However, the news was not all bad as he
noticed that, for some unknown reason, Jacob and Natalie were not named in the
document and in that instant he saw a way to save the children. Fritz Heimann
urged his friend to leave them in his care, explaining that he would take them
to his family home in Rostock.
Jonathan Meyers was reluctant at first
but eventually recognized the gravity of the situation, consulted with his
wife Anna and they agreed to go along with Heimann’s plan. Jonathan sold off
some of his merchandise, which included one of the finest collections of rare
books, old coins and paintings in Berlin. Then he packaged his cherished
Pissarro painting, The Cliff’s of Normandy, and shipped it off to Rostock.
Once the elder Meyers’ train rolled out
of Berlin Station Fritz Heimann leaned on his cane and gestured. "Come along
children, we must hurry, our train leaves soon."
Jacob and Natalie skipped along the
platform as they made their way to the other track, and boarded the Rostock
Express that would take them north to the city by the sea. During that trip
north the children’s questions never ceased.

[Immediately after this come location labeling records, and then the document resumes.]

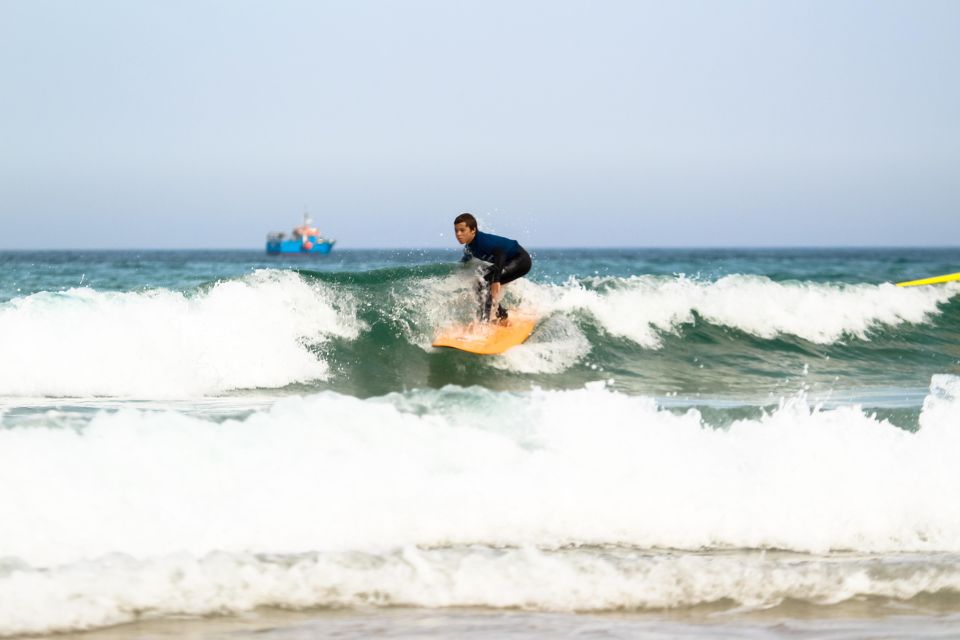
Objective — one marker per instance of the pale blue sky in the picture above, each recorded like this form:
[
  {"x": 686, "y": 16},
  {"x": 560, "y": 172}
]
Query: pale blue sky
[{"x": 135, "y": 124}]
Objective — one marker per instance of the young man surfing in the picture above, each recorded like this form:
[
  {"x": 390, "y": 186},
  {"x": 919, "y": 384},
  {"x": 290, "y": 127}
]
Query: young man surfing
[{"x": 508, "y": 261}]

When will Mama and Papa come?
Where will we live? Who will we be staying with? Fritz Heimann explained that
they would be living at his family home and then in a very serious tone, he
admonished, “For now you must address me as your father. Do you understand?”
It was obvious, from the looks on their
innocent faces that the children did not understand. However, a few moments
later a mischievous grin spread over Jacob’s face as he decided to play the
game. “Yes, Papa.”
Jacob and Natalie lived out the war
years in Rostock as Fritz Heimann’s children. Their father’s Pissarro hung and
became a larger than life beacon of hope, for the youngsters, which helped to
sustain the memory of their parents. But near the end of the war that symbol
was shattered when a Nazi Special Detail came and took the painting away.
At the end of the war, with Jacob and
Natalie still expecting their parents to come home Fritz Heimann finally told
them exactly what had happened. “Your mother and father died at the
concentration camp at Buchenwald.” Jacob’s shock at hearing the truth led him
to believe that Fritz Heimann was telling a cruel joke, but Natalie recognized
it for what it was and wept for days. Eventually Jacob’s questions were
answered and over a period of time by using physical activities and studies,
as a diversion, the hurt he felt at the loss of his parents began to wane.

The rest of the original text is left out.